"En immersion : enquête sur une société confinée" : c’est le titre de l’étude menée pendant plusieurs semaines par l’institut de sondage IFOP auprès d’une communauté en ligne de 33 Françaises et Français de toutes conditions, de tous âges et régions qui ont été suivis par une équipe d'enquêteurs. Ces enquêtes quantitatives visaient à donner la mesure du niveau d'inquiétude de la population, du jugement porté par elle sur l'action des pouvoirs publics et de la façon dont ont été appliquées les consignes sanitaires. Directrice adjointe de l’IFOP, Marie Gariazzo qui a cosigné l’ouvrage revient sur cette expérience collective, "une forme de parenthèse" et sur ses conséquences.
C’est d’abord la peur qui a dominé. "Une peur brutale, massive, très tangible, qui a envahi les foyers. Il y a eu la sidération de découvrir qu’on était dans un Etat qui était faillible, qui a eu des faiblesses importantes et puis il y a eu aussi une volonté de donner sens à cette crise et que cette crise avait un peu des racines écologiques. Elle amenait en tout cas à repenser nos modes de consommation, de transaction et nos comportements. Il y avait une relecture écologique de cette crise".
Comment la société française ressort-elle de cette épreuve du confinement ? Assiste-t-on à des clivages ou au contraire à une unité plus forte ? "Un peu des deux, observe Marie Gariazzo.

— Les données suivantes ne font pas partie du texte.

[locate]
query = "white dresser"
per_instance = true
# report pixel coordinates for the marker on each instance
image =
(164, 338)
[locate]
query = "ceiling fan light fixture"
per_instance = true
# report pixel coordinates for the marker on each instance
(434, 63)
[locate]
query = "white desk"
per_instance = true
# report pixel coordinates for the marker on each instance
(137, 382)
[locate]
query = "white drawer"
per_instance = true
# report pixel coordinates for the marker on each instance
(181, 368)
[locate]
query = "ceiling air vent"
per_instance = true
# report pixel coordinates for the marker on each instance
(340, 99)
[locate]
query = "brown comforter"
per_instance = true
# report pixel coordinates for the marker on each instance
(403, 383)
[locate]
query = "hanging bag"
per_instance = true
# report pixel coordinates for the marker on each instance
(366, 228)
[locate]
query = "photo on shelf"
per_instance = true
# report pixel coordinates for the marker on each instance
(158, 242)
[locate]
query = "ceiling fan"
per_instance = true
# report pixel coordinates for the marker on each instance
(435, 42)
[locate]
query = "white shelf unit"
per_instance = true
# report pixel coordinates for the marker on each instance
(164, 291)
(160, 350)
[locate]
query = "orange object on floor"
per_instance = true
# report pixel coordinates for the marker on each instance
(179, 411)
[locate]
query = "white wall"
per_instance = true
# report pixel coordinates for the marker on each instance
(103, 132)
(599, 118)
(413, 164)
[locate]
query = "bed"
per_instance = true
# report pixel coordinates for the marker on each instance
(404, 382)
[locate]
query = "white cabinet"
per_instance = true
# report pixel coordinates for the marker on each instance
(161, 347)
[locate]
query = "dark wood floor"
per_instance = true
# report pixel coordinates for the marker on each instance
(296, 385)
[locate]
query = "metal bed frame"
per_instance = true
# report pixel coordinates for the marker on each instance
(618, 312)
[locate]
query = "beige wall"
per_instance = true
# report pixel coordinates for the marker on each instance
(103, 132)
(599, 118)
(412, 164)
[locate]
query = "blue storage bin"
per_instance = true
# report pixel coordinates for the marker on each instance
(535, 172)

Il y a eu des signes très tangibles de solidarité ( applaudissements pour les soignants, jeunes qui ont rejoint les agriculteurs, entreprises qui ont fabriqué des blouses, des masques…etc) mais en même temps, une méfiance s’est installée et cette crise a révélé et accentué un certain nombre de fractures. Entre méfiance et inégalités, on ne peut donc pas dire que la cohésion soit totale".
Le localisme est aussi apparu comme une valeur importante et peut être aussi un facteur explicatif de la victoire des écologistes hier. "Par le localisme, on a l’impression qu’on peut agir sur l’environnement et la santé, et qu’on peut se réapproprier les choses, avoir une forme d’indépendance alors que cette crise a permis de se rendre compte des effets de la mondialisation. Cette crise a fonctionné par replis successifs sur la France, sur la région où l’on habitait et sur la sphère intime".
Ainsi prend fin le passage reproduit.